Add the Terminator to the long list of people seeking a handout from Henry Paulson. Late on Oct. 2, California Governor Arnold Schwarzenegger sent a letter to the U.S. Treasury Secretary saying he may need a $7 billion short-term loan from the federal government to help the state make its payroll at the end of the month.
The governor's outstretched hand is just the latest sign of the severity of the financial vice squeezing the nation (BusinessWeek.com, 9/29/08).
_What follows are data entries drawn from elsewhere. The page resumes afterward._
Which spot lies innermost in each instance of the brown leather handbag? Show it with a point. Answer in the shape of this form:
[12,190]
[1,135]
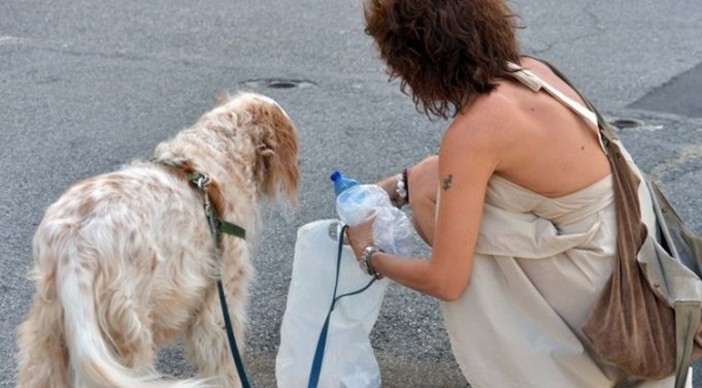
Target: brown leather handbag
[647,321]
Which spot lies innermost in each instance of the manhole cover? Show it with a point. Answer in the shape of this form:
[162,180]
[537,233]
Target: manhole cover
[277,83]
[680,95]
[626,123]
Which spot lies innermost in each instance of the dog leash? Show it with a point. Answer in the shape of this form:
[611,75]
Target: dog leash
[316,369]
[217,227]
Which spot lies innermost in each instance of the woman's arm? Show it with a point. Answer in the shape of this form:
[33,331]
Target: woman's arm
[467,159]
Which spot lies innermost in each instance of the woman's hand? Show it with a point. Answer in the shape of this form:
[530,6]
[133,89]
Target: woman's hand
[360,236]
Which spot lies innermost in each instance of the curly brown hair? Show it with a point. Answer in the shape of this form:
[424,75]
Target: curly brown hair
[445,51]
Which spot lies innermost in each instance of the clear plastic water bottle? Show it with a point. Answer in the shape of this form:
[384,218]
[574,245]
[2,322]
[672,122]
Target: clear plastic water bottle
[356,203]
[342,182]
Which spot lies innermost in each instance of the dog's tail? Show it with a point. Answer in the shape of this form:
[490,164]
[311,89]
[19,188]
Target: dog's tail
[93,362]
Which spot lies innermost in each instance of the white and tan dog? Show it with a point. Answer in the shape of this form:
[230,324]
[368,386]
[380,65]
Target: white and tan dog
[124,262]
Everyone from small business people to homeowners to the largest state in the nation is finding it difficult to get a loan. "Right now this credit crunch impacts just about everyone who wants to borrow," says Doug Charchenko, head of the fixed-income department at broker Wedbush Morgan Securities. "New issues have not been able to get into the market. Institutions aren't buying bonds, they're hoarding cash."
Such a federal loan to a state would substantially broaden the federal government's efforts to stem the credit crisis—and could well lead to similar requests from other strapped states. Jennifer Zuccarelli, director of public affairs at the Treasury, confirmed that Californias request had been received but would not comment further on whether it is under consideration or when a decision might be reached.Municipal Issues Seize Up
The $700 billion question is whether the bailout bill passed by Congress (BusinessWeek.com, 10/3/08) this week will restore confidence in financial markets and get investors buying again. "Hopefully this recovery plan will end the paralysis in credit markets and allow the state to conduct its short-term borrowing," says Thomas Dresslar, a spokesman for California Treasurer Bill Lockyer.
"There's a lot of disruption in the market," adds David Hitchcock, the head of municipal finance at credit rating agency Standard & Poor's. "That could change any day."
Municipal bond insiders say that while there is some interest from small investors looking to purchase municipal bonds that are already trading, the market for new issues has almost totally dried up. That's because there is no sign that banks, insurance companies, or other institutional investors are jumping back into the market yet. Matt Favian, managing director of Municipal Market Advisors, a research firm, figures some $15 billion in bonds from more than 150 municipal issuers are waiting to be sold. "To the extent people are more confident with banks, to the extent it helps confidence, [passage of the bailout bill] should begin to open up the markets so issuers can issue bonds," he says.Where Are the Underwriters?
The frozen state of the municipal bond markets (BusinessWeek.com, 10/1/08) is a function not just of the lack of investors but also of the difficulties faced by many of the key players in the underwriting industry. Major investment banks that issued municipal bonds, including Bear Stearns and Lehman Brothers, are out of business. Municipal bond insurers, such as MBIA (MBI) and Ambac, saw their own credit collapse earlier this year when some of the riskier new investments they had been covering began to implode.
California's cash crunch is a symptom of its poor financial management in recent years, analysts say. The state has had multibillion-dollar shortfalls between its revenues and expenses dating back to the last recession in 2001.